You don't know how many times I've said to myself and to others... How in the world did dimitri do his conversion in 3 weeks?!? It took me longer than that to decide on a controller! I wish I had your speed!

Rob


----------



## RKM (Jun 9, 2008)

JRP2, tj4fa, David, Garth...

Thanks so much for the affirmation! There have been challenges along the way, but it has been sooo worth it. Still more to be done.

There are at least two main benefits to doing a conversion. The first is self serving, to bask in the glory of a job well done, the sense of personal achievement. The second benefit is more altruistic. The more reliable, capable and fun EVs we put out on the roads, the closer we get to a mass alternative to gas powered personal transportation. This is good for the planet and everything on it. Sermon finished.

I've said it before and I'll say it again. I would not and could not have done this conversion if not for this forum and the great people who are members. 

I'm not really a video kind of guy, I prefer to be behind the lens of an SLR. I'll get some video of the car after it has fresh paint. 

Rob


----------



## EV-propulsion.com (Jun 1, 2009)

yes, very nice job! My miata draws 240wh per mile at 60mph,(with a full voltage pack) but the drivetrain is somewhat different (120 volts,warp9, curtis controller) so yours should be less than mine being a higher voltage.
And you are 100% right about everything being tight- there is no extra space anywhere-if you get 1/4" between things you got lucky!
Good job, and a very nice thread to document all the work you did-we appreciate all the time _that_ took to do-
what's your next project we have to look forward to seeing on DIY ?
Mike
www.Ev-propulsion.com


----------



## RKM (Jun 9, 2008)

dtbaker said:


> very nice to see this up and running!
> 
> can you summarize your final battery/bms/charger setup and costs if you don't mind? I am trying to decide if it is time for me to dive into the world of Li with my next conversion.....


Dan,

I purchased 45 TS 180Ah cells from EVcomponents at their price of $1.10/Ah USD. I'm in the centre of the continent so had ocean freight to Vancouver and truck freight to Manitoba (combined freight cost was about $425 USD). The cells were duty free but there was brokerage (about $100 CAD).

I don't have separate pricing on the Belktronix BMS and charger, it was priced as a package with the controller, potbox, etc. I felt that the package price was good value, still do.
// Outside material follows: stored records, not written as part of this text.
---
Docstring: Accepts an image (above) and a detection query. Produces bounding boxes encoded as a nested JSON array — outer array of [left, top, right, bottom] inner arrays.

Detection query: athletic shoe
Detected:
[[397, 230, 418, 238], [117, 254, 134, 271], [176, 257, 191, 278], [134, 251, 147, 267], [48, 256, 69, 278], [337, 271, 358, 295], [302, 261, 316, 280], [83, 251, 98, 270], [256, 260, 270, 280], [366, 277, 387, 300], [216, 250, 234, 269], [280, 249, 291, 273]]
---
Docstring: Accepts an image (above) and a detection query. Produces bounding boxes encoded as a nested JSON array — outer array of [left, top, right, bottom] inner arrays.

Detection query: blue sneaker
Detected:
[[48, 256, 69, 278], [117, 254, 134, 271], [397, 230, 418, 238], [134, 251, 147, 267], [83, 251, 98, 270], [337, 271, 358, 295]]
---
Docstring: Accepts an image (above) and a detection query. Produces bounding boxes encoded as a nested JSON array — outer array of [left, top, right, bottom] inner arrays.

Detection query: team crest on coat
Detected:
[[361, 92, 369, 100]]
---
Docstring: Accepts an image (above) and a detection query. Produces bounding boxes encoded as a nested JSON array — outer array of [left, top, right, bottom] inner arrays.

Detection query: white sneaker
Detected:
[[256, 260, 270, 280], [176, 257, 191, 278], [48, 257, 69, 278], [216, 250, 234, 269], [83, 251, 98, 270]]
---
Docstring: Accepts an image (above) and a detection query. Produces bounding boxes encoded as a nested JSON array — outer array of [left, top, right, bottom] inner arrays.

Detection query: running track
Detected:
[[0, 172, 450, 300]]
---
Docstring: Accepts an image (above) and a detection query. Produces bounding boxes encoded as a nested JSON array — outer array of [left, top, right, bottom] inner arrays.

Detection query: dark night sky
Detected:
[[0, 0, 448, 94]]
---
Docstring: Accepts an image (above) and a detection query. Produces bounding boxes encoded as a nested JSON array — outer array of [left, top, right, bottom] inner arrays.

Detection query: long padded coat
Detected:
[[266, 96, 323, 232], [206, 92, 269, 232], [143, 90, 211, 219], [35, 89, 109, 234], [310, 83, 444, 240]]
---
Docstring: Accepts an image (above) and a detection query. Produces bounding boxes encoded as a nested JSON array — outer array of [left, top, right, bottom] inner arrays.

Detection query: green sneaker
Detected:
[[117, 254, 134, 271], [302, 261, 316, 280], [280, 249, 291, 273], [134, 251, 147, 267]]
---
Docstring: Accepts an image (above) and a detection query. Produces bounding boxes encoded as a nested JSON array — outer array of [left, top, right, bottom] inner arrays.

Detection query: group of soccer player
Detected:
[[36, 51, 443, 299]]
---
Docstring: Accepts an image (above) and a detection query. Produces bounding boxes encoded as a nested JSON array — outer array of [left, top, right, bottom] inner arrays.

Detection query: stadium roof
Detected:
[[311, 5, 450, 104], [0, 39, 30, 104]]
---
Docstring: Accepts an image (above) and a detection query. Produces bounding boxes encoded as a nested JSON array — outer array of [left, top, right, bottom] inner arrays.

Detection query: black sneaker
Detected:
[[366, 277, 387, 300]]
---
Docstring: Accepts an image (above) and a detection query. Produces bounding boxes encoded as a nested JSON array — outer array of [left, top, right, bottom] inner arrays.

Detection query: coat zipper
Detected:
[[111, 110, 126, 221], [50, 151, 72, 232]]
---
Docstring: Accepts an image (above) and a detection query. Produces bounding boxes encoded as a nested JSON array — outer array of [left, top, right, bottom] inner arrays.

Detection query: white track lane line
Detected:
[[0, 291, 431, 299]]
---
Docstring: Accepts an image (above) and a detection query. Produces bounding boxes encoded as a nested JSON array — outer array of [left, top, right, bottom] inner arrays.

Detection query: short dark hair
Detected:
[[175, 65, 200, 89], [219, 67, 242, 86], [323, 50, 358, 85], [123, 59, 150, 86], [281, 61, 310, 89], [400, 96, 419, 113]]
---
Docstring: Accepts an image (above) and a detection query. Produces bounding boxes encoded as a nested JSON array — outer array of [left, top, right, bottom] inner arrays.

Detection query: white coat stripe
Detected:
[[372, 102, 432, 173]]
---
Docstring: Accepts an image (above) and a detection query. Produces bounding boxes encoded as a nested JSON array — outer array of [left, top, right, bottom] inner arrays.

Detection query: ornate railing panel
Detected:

Yes, lithium is expensive. If it delivers on the projected life expectancy, I'll have no regrets. It was the only way for me to get the kind of range I need to make the car useful. The other huge advantage is that it helps keep the weight down. The car isn't overloaded and it's a hoot to drive (though I've driven very little so far). That is worth an awful lot to me. 

Rob


----------



## dtbaker (Jan 5, 2008)

thanks for run-down....



RKM said:


> Dan,
> I purchased 45 TS 180Ah cells from EVcomponents at there price of $1.10/Ah USD. I'm in the centre of the continent so had ocean freight to Vancouver and truck freight to Manitoba (combined freight cost was about $425 USD). The cells were duty free but there was brokerage (about $100 CAD).


ok, so that adds up to $8910 for the batteries for your setup, plus freight, right? I would probably only need the 100AH size, and to compare with my current FLA pack that is 96v, I'd only need 32 cells... about $3200, versus the $1500 for FLA; but have to buy the BMS in addition for another $25 per cell for a minimum BMS volt-blocher totals to $800... so $4000 for Li batteries and BMS versus $1500 for FLA. Hhhhhmmmmm starting to look better in cost per cycle than it did 2 years ago!




RKM said:


> Yes, lithium is expensive. If it delivers on the projected life expectancy, I'll have no regrets.


I wish we didn't have to WAIT to find out!


----------



## Bottomfeeder (Jun 13, 2008)

Congratulations on a great looking car! You've got a lot to be proud of. It's great to see another EV on the road.


----------



## DC Braveheart (Oct 12, 2008)

RKM said:


> Motor adapter plate and spacer plate...
> 
> The adapter plate and spacer plate are complete except for some finishing touches.
> 
> ...


Rob,

Been a while since I posted - great build! 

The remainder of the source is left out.